Page 140 of When Hearts Ignite

Mom squeezes my hand and lets the comment slip by. We both know time is the one thing she doesn’t have. Lymphoma. Terminal stage. Her third bout of this horrific disease. I can feel her slipping away some more each time I visit, and I’m helpless to stop it.

Life is so unfair.

I gnash my teeth together at the thought and force myself to relax, to play pretend.

“So, are you excited about the first day of your new school?”

“Considering it’s the middle of the school year of my senior year and I’m older than the rest of my class and wearing this clown outfit, not particularly.” I’m switching schools only for her, because I know it’s something she always wanted.

“You’ll love it. It’ll open so many doors for you, even though you’re only there for a few months. It’s worth the hassle.” She pats my hand, forcing me to glance up at her. Mom’s lips curve into a smile, her face lighting up with joy.
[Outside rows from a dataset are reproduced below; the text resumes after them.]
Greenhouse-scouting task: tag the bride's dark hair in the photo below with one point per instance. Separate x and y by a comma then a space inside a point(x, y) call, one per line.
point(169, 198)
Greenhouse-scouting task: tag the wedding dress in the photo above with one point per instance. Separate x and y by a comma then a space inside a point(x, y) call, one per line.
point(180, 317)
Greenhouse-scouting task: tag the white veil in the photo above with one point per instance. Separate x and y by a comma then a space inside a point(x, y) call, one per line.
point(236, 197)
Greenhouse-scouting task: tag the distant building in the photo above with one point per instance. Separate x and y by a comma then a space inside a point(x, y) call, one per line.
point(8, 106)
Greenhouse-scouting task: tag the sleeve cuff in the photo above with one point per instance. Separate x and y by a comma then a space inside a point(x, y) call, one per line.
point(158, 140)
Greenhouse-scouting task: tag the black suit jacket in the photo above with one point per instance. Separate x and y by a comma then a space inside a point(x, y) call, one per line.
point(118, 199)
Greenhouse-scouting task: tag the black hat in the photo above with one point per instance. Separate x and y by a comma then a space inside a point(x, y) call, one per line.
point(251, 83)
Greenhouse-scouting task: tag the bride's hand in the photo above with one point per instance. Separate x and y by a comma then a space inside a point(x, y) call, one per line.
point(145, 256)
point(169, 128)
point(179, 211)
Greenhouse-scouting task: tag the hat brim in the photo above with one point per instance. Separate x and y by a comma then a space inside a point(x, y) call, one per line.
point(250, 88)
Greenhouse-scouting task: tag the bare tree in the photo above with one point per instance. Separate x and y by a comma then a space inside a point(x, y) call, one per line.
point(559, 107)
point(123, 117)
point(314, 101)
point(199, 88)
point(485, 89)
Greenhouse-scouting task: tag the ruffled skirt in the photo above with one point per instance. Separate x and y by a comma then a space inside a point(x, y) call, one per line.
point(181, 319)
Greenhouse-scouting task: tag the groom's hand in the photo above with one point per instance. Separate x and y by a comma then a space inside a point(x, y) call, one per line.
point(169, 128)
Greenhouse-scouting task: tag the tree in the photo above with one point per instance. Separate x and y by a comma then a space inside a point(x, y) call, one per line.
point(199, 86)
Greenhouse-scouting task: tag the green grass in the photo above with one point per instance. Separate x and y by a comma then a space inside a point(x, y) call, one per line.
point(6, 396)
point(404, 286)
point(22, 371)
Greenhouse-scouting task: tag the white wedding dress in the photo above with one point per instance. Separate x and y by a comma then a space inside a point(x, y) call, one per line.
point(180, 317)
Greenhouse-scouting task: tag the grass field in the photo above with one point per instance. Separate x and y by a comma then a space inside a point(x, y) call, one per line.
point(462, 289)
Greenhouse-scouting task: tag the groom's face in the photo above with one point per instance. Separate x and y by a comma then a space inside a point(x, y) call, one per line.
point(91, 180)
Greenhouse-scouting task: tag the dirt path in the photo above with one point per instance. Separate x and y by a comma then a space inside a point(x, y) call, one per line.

Despite her sunken cheeks and hollowed eyes, Mom still radiates life…or whatever amount of life she has left. “I had some of my most memorable years there, but of course, my best memories are with you, your dad, and Millie.”

I nod, smiling at her as I squeeze her fingers gently, a touch of reassurance so she can hopefully worry less about us. I don’t tell her how Dad is barely holding it together most days. I also don’t tell her how Millie has become more withdrawn these last few weeks. It’s as if we all sense the end is near.

“Do tell me about your first day later, okay, sweetie?” Her eyes are unfocused, taking on a faraway look as if she’s reminiscing about the long-gone days of her youth before everything happened.

Thump. Thump. Thump.

A series of knocks interrupts our conversation. Moments later, a short man with thick, black glasses and a clipboard walks in. Sweat beads on his forehead and he grimaces.

“Um. Excuse me, ma’am. Is this a good time?”

Mom nods and adjusts the cap on her head.

The man pulls out a few sheets of paper from his clipboard. “We don’t normally do this, but we couldn’t get a hold of your husband and we’ve tried a few times already. Um. Your hospital bill is overdue.” He glances at me, his hand twitching as he fidgets, and continues, “Perhaps the originals got lost in the mail, so we thought we’d bring copies to you just in case.”

Heat rises to my face and washes over my body. He’s a debt collector. Dad must have forgotten to settle the last installment payment.

“I-I’m sorry for the delay.” Mom retrieves the sheets from him as her head dips. As if she needs to apologize for inconveniencing everyone because she is fucking sick.

Gritting my teeth, I snatch the papers from her. This is the least of her concerns right now. “We’ll take care of it.” I level a hard stare at the man, who seems to shrink under my gaze, and he stammers a thank you before leaving the room.

Aside from time, I also need money.

Not for cars, or fancy clothes, or taking chicks out on dates, but for the necessities. And apparently to pay the hospital and the doctors for keeping my mom alive while she suffers.

I glance at the figures, and my heart drops to my gut in a swooshing free fall. Fifteen thousand dollars. Shit. I have my job after school. Maybe I can think about cutting out some other expenses or take up my best friend Jack’s offer.

“Sweetie, Adrian, Adrian!”

My eyes flicker up at Mom while my brain is working on overdrive on how to earn more money for all these expenditures.

“Yes, Mom?”

“Your dad won’t tell me when I ask him. He just says not to worry. Are things going okay at home? We don’t have the money, do we?”

I pat her hand and force a reassuring smile on my face, a mask I’m better at wearing when I’m around her these days. “Things are fine. We have this in the budget. Don’t you worry about a thing.” This should be the least of her concerns. If hopes and wishes do work, I’d wish I were ten years older, with a degree or two, climbing up some corporate ladder, and making enough money so the people I love no longer need to suffer and worry about the necessities.

But we all know hopes and wishes are figments of imagination. Stories we tell little kids.

Reality is far uglier.

I take out a DVD from my backpack, Romeo and Juliet, the classic 1968 version, and place it on top of her soft blankets, hoping to cheer her up. “I found this at the grocer’s the other day. Your favorite. Maybe you can ask the nurses to play it for you later.”

She grips the package tightly and smooths her fingertips on the cover. “My sweet boy. You always know what I like and need. Your dad and I watched this on our first date…” Her voice trails off.

I lean in and wrap her bony body in my arms, careful to not squeeze too hard. Her body trembles, shaking like a leaf under the wind. She seems so fragile and is always in pain. Closing my eyes, I bask in her warmth and am transported to a memory of her wrapping me in a big hug when I was little, remembering how safe I used to feel in her presence.

It’s my turn to protect her now. It’s my turn to take care of her.